The defendants suggest that the plaintiff, as a corporation, is disqualified from proceeding under § 1983. While municipal corporations may not be subjected to liability under such statute pursuant to Kenosha v. Bruno, 412 U.S. 507, 93 S.Ct. 909, 34 L.Ed.2d 685 (1973), it does not follow that corporations may not present claims under § 1983. Safeguard Mutual Insurance Co. v. Miller, 472 F.2d 732 (3rd Cir. 1973); Watchtower Bible and Tract Society v. Los Angeles County, 181 F.2d 739 (9th Cir. 1950). However, insofar as the complaint seeks money damages, it is clear that the suit is barred as to those persons who are nominal defendants but as to whom the state of Wisconsin is actually the substantial party in interest. Edelman v. Jordan, 415 U.S. 651, 663, 94 S.Ct. 1347, 39 L.Ed.2d 662 (1974). In the action against the officials of the state of Wisconsin, any money damages against them would have to be paid by the state pursuant to § 895.46 Wis. Stats. .

The complaint, in my opinion, does not adequately allege a conspiracy. I have considered the language of the complaint’s paragraphs 13, 14, 17 and 18 and am persuaded that they are conclusory and do not set forth sufficient facts to withstand the defendants’ motion to dismiss. Kadlec v. Illinois Bell Telephone Co., 407 F.2d 624, 627 (7th Cir. 1969).

Insofar as the complaint charges that the plaintiff’s right to due process has been denied, I believe that the defendants’ position is well taken. The plaintiff has not persuaded me that it is entitled to a pretermination hearing.

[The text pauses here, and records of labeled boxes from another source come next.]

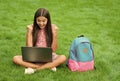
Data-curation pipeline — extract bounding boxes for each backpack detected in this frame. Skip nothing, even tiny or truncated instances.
[67,35,94,72]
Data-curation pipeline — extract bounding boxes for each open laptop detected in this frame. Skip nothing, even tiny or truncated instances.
[21,47,52,62]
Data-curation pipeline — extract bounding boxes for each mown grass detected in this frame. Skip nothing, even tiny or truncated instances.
[0,0,120,81]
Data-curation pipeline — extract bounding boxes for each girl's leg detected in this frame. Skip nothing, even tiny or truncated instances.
[13,55,40,69]
[36,55,66,70]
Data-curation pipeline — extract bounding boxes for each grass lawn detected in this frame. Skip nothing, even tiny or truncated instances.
[0,0,120,81]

The plaintiff’s reliance upon Sniadach v. Family Finance Corp., 395 U.S. 337, 89 S.Ct. 1820, 23 L.Ed.2d 349 (1969), and Fuentes v. Shevin, 407 U.S. 67, 92 S.Ct. 1983, 32 L.Ed.2d 556 (1972), is misplaced; those cases are inapposite to the case at bar.

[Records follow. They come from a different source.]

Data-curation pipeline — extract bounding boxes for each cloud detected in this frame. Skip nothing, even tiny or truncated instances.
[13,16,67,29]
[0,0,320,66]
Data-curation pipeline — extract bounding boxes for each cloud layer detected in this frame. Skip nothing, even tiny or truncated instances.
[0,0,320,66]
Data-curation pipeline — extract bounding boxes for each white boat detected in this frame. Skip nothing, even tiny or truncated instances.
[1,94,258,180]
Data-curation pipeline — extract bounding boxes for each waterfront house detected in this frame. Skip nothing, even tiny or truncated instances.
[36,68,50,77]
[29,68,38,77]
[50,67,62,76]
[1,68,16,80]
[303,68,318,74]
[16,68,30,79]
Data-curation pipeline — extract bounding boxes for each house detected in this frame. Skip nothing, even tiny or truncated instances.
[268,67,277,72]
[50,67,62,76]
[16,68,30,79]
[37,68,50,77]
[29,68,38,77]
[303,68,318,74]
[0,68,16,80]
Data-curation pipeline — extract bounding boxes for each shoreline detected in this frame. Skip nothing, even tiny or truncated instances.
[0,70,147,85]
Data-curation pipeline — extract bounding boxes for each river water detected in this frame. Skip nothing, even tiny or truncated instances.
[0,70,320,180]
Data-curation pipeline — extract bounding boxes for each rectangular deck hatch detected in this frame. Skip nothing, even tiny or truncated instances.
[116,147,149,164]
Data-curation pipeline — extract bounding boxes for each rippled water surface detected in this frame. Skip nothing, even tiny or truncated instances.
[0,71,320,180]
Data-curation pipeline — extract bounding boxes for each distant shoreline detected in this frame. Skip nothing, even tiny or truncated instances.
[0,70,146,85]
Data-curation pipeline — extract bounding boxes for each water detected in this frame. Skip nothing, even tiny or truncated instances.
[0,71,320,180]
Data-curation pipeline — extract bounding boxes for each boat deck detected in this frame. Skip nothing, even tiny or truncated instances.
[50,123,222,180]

More fitting to the instant case is Board of Regents v. Roth, 408 U.S. 564, 92 S.Ct. 2701, 33 L.Ed.2d 548 (1972). Crossroads Academy, Inc. purports to charge a fee for services which it performs. To suggest that Sniadach or Fuentes forecloses a determination without a hearing would afford far greater protection to the plaintiff’s economic interests than its property interests warrant.

Therefore, IT IS ORDERED that the motion of the defendants for dismissal of the plaintiff’s action be and hereby is granted.

IT IS ALSO ORDERED that the plaintiff’s action be and hereby is dismissed.